Logging to IONOS Cloud LaaS with Nomad
Last year, I covered how to set up and configure the IONOS Cloud LaaS offering. Now it is time to showcase how we collect logs from Nomad via FluentBit and send them to the IONOS Cloud LaaS.
Over the past 1.5 years, we've experimented with various techniques to collect logs from Nomad and send them to the IONOS Cloud LaaS. Both Nomad and LaaS have their own limitations, which present challenges.
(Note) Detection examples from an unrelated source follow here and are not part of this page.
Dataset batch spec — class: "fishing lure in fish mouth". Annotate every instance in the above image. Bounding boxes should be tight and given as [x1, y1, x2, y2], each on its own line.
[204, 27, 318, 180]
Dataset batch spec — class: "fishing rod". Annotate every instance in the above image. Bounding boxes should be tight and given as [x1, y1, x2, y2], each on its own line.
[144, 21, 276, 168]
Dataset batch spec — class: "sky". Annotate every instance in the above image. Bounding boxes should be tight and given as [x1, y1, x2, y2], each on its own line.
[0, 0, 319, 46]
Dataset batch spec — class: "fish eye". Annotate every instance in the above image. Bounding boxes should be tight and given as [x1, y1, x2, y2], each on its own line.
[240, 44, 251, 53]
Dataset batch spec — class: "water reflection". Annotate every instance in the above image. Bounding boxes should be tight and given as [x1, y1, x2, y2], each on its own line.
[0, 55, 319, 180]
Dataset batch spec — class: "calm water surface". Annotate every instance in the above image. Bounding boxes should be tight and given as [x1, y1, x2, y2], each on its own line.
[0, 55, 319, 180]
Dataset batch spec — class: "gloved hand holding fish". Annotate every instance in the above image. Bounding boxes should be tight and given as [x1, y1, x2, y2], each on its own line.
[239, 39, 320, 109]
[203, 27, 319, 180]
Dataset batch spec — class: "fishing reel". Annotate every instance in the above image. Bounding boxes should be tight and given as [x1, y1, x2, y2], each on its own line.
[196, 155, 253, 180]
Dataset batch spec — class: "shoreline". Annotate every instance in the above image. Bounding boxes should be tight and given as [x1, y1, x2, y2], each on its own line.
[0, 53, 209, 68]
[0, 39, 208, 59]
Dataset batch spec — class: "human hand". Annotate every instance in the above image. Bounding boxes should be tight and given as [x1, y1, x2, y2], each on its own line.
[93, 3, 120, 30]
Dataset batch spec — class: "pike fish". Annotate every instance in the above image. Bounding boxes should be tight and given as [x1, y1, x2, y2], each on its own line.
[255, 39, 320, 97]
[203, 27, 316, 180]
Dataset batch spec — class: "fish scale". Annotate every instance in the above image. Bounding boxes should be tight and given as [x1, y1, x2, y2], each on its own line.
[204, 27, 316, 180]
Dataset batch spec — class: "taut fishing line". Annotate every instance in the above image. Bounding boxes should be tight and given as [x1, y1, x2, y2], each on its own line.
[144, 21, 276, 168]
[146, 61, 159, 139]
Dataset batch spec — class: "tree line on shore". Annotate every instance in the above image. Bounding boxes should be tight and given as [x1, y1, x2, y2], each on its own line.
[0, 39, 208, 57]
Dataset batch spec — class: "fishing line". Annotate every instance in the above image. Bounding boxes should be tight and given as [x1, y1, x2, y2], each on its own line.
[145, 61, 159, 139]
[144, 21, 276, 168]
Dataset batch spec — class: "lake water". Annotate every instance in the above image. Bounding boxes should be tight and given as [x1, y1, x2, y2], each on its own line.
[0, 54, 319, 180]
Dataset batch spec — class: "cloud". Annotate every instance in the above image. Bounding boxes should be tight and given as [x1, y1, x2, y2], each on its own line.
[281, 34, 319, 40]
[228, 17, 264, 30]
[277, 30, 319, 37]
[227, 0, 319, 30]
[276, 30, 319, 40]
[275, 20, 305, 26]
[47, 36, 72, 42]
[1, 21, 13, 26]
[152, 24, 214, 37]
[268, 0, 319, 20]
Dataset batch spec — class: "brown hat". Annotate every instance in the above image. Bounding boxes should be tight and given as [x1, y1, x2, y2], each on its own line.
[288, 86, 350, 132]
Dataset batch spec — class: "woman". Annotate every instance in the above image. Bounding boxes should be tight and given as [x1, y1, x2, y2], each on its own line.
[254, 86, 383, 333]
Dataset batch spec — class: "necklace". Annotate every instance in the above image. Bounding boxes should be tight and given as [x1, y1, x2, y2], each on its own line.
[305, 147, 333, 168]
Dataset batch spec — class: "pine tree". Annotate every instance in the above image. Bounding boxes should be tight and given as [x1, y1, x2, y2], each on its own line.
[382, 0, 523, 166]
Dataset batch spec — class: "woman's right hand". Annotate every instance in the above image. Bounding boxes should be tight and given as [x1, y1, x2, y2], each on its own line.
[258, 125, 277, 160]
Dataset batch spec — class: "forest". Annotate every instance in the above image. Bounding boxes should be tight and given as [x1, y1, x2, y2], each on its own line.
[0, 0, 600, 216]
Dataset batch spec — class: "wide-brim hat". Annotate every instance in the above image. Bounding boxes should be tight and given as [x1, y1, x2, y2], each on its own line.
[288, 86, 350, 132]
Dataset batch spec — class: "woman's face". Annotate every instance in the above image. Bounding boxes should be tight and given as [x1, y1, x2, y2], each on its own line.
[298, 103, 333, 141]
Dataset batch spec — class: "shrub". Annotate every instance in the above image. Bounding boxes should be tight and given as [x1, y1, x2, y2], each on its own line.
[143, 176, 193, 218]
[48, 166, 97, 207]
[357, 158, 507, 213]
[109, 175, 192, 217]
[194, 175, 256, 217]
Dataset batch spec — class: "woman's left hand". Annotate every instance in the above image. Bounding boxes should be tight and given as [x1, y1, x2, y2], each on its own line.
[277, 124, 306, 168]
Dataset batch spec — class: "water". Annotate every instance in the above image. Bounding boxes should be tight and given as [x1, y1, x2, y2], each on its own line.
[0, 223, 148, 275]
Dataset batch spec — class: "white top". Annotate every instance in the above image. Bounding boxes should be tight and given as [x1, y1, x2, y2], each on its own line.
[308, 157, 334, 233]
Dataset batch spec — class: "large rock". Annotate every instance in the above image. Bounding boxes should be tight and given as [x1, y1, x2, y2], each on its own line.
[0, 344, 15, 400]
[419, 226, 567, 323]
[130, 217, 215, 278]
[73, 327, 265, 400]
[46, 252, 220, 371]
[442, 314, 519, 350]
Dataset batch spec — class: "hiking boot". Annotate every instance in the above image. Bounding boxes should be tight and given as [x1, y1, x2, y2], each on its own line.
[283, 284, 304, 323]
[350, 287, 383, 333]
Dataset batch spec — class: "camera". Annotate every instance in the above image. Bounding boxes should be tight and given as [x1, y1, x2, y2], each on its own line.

In IONOS LaaS, you define pipelines to accept logs from your applications. Each pipeline accepts tags, which allow you to group log messages. However, there are limitations: Initially, we could define 10 tags per pipeline, but currently, only 5 tags per pipeline are supported these days. Also, tag naming possibilities are limited: only 12 characters are allowed, and only letters can be used.
In Nomad, FluentBit operates directly on log files. We only have the task name from the task log file name to identify the task (or job) and route the logs to the correct pipeline and tag.
Fortunately, FluentBit is highly flexible, and with some Lua scripting, we can overcome these limitations. Ideally, we'd have a tag for each Nomad job. However, since we run many jobs on Nomad, creating multiple LaaS pipelines and maintaining complex logic in FluentBit would be cumbersome.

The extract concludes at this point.